Saturday was six months since I was diagnosed with breast cancer.
Stage 1 breast cancer.
I still have trouble wrapping my mind around those words.
Especially when I’m now cancer free.
Actually, I was cancer free less than a month after hearing those words. That’s crazy, right?
Because that means in a few weeks it will be six months since I became cancer free.
Holy hell. It’s mind boggling!
Anyway, what do you do when you hit a milestone/anniversary (still not sure how to classify it) as big as this one?
YOU FINISH A BOOK!!!
Last week I wrote ALL the words and last night I sent the final book off to my editor.
I gotta say it felt sooooooooo f*cking GOOD!!
It was the perfect light to shift me completely out of that darkness I’ve been in recently.
I’m excited about what’s next too. And I haven’t been excited about something in the future for a while now.
I didn’t even get excited about seeing the tribe at Christmas until I had them in my arms.

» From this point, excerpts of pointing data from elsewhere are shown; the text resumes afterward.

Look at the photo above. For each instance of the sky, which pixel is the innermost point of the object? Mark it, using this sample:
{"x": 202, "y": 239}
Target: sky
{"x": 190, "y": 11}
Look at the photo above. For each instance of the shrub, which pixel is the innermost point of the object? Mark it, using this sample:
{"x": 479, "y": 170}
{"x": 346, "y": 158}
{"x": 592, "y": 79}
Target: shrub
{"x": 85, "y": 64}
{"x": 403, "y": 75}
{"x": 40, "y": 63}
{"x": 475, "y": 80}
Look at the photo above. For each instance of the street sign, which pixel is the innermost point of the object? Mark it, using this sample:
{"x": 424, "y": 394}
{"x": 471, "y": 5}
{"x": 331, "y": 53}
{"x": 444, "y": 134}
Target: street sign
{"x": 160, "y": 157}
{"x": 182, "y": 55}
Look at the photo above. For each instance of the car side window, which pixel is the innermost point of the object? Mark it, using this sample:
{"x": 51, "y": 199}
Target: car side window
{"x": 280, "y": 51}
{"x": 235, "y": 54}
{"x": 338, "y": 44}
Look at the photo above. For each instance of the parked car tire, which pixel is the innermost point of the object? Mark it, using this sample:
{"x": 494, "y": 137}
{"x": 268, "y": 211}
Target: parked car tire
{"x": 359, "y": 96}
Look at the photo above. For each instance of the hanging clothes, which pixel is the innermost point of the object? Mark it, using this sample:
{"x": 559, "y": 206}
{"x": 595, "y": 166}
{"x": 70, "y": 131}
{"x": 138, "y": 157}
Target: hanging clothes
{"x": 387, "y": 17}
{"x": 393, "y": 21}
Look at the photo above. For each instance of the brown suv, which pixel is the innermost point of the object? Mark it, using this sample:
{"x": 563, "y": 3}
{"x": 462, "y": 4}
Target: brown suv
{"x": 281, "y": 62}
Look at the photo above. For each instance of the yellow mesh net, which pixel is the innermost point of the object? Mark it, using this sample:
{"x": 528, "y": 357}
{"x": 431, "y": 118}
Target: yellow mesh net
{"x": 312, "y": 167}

Is it a side effect of what I’ve been through? At no point during this did I think I wouldn’t beat it and have a future and yet anything happening in the future or that we plan hasn’t gotten a twitch of excitement.
I’m excited! I can’t wait! Thursday is going to rock!
Wanna know why?
Of course you do. 😆
I’m going on a cruise!
A cruise to nowhere!
Seriously, it goes nowhere.
Well, it goes somewhere. It just doesn’t have any destinations. We leave Singapore on Thursday night, sale out to sea for a couple of days, then turn around and come back.
See? Cruise to nowhere. 😆
We did the same cruise last year just before my life blew up and while I was recovering from oral surgery. It was lovely to hang around the bar and do nothing all day.
The only issue I have it my body isn’t handling alcohol the way it used to. I’ve had a glass of wine a few times since treatment and each time it’s made me feel as though I’ve drunk the whole bottle.
Even Saturday night when I celebrated finishing the book with a half bottle (not quite two glasses) of sparkles I felt drunk. The good thing is the feeling doesn’t last long and it’s even less time if I’m eating while drinking.
This kind of puts a crimp in my plans to laze by the pool drinking cocktails all day. I’ll just have to do the lazing part and partake in one cocktail a day. Doesn’t sound too hard. 🙂
While I’m on the ship I’ll be thinking about a special project I’m part of that will release later this year. I’m not planning to write but if the words hit I’ll have my iPad to make notes or write paragraphs. Whichever happens.
The other thing I’m excited about is getting Mr.C all to myself for five days. I know we live alone but work, hanging out with friends, everyday life, really stop you from just ‘being’ together.
I’m looking forward to just ‘being’.